The key chart in this article came from a previous edition of the Weekly Macro Themes report, and shows the trend toward global monetary policy convergence.
At a global GDP weighted level, the composite monetary policy rate has been drifting steadily downwards as easing in emerging markets has offset nascent policy normalization in developed economies.
Within emerging markets the first wave of easing was the Asian economies such as China, and more recently it's the commodity producers such as Brazil, Russia, and South Africa - who've experienced more stable currencies and thus have had less of an imperative to defend their currencies with high interest rates.
But the main point is that at an aggregate level emerging market economies are net-cutting interest rates, and historically this has had a stimulatory effect on growth in emerging market economies.
At the same time the monetary tides are turning in developed economies: monetary policy normalization is now well underway in America, and Canada is now also hiking rates, and the ECB has probably reached a turning point in its easing program.

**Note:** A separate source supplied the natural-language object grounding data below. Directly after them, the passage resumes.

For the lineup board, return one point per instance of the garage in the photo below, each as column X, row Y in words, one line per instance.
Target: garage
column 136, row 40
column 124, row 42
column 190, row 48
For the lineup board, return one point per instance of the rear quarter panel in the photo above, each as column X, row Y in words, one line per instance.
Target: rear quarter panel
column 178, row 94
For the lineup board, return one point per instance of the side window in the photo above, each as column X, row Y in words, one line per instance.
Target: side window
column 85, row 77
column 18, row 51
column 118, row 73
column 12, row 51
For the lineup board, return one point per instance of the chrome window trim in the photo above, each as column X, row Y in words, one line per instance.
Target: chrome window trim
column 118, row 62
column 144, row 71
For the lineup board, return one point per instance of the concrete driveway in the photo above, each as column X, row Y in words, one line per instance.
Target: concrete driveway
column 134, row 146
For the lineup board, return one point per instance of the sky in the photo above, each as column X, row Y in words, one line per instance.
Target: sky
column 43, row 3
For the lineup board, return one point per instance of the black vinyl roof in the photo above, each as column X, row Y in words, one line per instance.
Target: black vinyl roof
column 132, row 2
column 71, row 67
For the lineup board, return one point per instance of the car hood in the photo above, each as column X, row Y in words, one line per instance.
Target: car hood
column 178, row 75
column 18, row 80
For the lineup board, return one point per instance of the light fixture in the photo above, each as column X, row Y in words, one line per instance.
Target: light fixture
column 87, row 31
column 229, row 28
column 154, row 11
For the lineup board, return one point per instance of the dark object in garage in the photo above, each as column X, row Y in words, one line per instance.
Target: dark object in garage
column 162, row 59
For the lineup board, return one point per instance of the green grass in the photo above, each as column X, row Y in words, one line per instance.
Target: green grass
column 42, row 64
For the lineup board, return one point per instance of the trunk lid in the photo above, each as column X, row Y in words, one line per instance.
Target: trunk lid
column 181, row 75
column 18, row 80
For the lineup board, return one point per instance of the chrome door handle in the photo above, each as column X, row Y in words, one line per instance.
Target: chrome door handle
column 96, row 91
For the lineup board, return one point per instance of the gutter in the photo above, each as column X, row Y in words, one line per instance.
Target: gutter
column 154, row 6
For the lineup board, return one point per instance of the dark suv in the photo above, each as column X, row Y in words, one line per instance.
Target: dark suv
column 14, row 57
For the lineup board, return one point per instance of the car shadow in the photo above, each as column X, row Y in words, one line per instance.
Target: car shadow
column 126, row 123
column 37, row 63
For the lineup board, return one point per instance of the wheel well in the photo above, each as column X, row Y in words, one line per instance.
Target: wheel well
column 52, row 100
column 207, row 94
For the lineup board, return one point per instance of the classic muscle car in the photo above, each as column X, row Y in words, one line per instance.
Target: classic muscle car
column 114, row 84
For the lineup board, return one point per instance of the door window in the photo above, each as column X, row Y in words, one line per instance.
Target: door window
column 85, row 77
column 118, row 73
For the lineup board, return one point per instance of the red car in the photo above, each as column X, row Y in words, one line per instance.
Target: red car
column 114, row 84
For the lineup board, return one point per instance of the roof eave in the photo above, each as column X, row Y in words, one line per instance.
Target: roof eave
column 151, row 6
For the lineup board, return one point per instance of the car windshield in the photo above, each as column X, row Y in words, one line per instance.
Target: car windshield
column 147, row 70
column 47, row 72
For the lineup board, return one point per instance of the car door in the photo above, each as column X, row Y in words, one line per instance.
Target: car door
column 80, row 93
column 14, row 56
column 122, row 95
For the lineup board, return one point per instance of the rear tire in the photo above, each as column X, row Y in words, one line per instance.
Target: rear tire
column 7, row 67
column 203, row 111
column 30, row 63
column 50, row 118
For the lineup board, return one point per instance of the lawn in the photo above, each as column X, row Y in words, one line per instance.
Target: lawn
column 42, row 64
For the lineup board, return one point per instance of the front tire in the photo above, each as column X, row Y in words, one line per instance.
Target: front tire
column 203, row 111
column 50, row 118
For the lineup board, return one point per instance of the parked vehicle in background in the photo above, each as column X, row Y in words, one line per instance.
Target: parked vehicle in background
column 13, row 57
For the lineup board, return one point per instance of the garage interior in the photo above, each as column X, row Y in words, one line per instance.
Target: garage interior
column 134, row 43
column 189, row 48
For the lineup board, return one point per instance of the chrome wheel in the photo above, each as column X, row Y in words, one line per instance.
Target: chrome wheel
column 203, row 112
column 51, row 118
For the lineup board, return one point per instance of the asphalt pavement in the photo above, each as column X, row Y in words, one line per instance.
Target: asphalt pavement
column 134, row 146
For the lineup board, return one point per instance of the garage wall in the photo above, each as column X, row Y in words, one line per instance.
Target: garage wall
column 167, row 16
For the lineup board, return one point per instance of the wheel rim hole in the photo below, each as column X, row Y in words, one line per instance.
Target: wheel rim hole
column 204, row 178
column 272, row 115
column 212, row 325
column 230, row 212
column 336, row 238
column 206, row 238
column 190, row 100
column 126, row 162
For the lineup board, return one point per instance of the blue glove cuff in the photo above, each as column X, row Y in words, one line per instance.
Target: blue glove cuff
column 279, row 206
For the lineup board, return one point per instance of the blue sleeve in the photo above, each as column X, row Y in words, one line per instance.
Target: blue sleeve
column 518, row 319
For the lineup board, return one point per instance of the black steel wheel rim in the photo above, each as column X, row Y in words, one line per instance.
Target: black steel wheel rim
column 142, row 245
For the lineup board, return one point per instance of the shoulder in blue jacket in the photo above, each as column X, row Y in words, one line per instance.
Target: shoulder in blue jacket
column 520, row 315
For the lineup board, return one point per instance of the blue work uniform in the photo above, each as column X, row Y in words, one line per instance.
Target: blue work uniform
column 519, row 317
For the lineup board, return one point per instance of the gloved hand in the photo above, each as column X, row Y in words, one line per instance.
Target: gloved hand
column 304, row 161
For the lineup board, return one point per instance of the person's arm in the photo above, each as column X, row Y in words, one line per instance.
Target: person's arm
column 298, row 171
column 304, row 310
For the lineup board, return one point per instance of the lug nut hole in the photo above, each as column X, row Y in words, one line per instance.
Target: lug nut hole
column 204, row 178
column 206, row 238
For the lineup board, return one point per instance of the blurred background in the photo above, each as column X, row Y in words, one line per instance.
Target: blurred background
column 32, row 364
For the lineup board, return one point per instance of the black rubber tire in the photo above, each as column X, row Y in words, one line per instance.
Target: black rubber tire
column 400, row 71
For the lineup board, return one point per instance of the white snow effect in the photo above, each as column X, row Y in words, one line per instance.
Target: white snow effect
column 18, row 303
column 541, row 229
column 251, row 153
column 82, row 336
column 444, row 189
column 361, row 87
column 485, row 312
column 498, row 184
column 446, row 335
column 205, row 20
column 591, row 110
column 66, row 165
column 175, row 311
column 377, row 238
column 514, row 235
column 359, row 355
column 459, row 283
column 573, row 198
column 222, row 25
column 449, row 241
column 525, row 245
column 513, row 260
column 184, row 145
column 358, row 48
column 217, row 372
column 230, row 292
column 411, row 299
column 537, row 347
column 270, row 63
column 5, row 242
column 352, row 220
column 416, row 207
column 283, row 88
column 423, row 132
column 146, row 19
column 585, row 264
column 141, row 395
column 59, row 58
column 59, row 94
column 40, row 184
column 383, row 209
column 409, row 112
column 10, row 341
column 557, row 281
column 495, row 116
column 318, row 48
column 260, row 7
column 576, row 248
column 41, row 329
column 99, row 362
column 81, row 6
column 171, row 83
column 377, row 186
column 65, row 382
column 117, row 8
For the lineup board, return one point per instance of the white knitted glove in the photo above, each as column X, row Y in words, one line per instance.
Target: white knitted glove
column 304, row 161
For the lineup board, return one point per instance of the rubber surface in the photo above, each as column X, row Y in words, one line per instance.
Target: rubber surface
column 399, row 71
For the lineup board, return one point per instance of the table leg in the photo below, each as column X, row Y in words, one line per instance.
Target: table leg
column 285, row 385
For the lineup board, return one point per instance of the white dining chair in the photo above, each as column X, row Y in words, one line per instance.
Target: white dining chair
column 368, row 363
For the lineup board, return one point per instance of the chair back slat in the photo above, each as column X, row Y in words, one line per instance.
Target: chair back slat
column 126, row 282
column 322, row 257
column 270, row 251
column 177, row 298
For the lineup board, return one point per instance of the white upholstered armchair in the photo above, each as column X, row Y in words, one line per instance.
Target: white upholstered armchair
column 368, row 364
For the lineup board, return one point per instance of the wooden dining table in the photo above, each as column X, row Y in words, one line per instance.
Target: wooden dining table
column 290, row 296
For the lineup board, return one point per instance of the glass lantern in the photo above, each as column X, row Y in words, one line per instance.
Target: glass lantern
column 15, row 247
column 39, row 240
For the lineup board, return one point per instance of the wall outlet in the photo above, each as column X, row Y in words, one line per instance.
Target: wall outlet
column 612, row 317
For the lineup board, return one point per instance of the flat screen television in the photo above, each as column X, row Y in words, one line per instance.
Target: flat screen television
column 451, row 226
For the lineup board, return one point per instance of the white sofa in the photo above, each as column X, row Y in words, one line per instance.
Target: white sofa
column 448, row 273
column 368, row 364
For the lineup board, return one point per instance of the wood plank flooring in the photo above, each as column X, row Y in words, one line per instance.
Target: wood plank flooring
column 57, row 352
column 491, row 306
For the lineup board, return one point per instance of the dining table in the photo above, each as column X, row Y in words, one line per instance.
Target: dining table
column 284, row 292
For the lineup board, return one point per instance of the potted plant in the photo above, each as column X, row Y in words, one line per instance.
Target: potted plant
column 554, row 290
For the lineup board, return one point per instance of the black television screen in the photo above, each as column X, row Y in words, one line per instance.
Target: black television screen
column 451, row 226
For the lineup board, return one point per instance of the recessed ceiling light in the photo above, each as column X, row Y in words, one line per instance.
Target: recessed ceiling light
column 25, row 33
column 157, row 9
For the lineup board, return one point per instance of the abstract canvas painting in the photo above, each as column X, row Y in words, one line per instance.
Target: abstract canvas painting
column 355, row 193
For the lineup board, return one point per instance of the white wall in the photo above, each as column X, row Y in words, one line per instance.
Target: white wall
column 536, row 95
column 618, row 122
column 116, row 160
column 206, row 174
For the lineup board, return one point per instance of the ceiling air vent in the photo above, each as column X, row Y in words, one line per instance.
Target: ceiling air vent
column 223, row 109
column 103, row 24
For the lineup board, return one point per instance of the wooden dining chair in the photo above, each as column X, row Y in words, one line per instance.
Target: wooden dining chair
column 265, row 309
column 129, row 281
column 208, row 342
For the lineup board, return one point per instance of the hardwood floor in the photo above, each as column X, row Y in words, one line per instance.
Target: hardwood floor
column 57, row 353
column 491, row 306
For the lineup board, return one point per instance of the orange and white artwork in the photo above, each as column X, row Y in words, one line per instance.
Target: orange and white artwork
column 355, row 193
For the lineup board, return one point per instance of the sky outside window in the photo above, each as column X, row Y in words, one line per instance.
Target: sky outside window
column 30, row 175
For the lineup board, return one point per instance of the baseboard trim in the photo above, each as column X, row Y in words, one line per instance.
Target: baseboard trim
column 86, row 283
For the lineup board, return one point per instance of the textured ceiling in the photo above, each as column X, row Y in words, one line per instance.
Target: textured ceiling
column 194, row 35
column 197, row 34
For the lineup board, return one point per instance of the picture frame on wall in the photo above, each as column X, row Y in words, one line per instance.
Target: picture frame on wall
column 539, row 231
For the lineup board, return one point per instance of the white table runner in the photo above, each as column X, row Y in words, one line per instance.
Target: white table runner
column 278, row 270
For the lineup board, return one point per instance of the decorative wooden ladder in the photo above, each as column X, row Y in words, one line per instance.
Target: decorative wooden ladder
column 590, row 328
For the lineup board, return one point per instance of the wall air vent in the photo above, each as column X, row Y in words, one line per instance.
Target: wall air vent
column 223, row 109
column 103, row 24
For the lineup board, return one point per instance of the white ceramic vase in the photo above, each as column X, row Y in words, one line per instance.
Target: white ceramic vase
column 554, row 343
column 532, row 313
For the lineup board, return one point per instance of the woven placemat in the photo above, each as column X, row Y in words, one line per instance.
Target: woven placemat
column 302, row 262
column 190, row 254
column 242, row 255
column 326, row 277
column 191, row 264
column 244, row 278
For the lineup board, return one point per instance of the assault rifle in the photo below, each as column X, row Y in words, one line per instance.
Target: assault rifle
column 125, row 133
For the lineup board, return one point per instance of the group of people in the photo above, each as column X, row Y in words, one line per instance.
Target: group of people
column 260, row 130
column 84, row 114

The result is convergence in global monetary policy rates, and on balance actually a lower global GDP weighted policy rate as the easing in emerging markets offsets the tightening in developed economies. At a global level this should mean a net-positive impulse to growth but it also may create some divergences in economic performance and is sure to result in more differentiated opportunities across global markets. So this is likely to be a key theme for investors.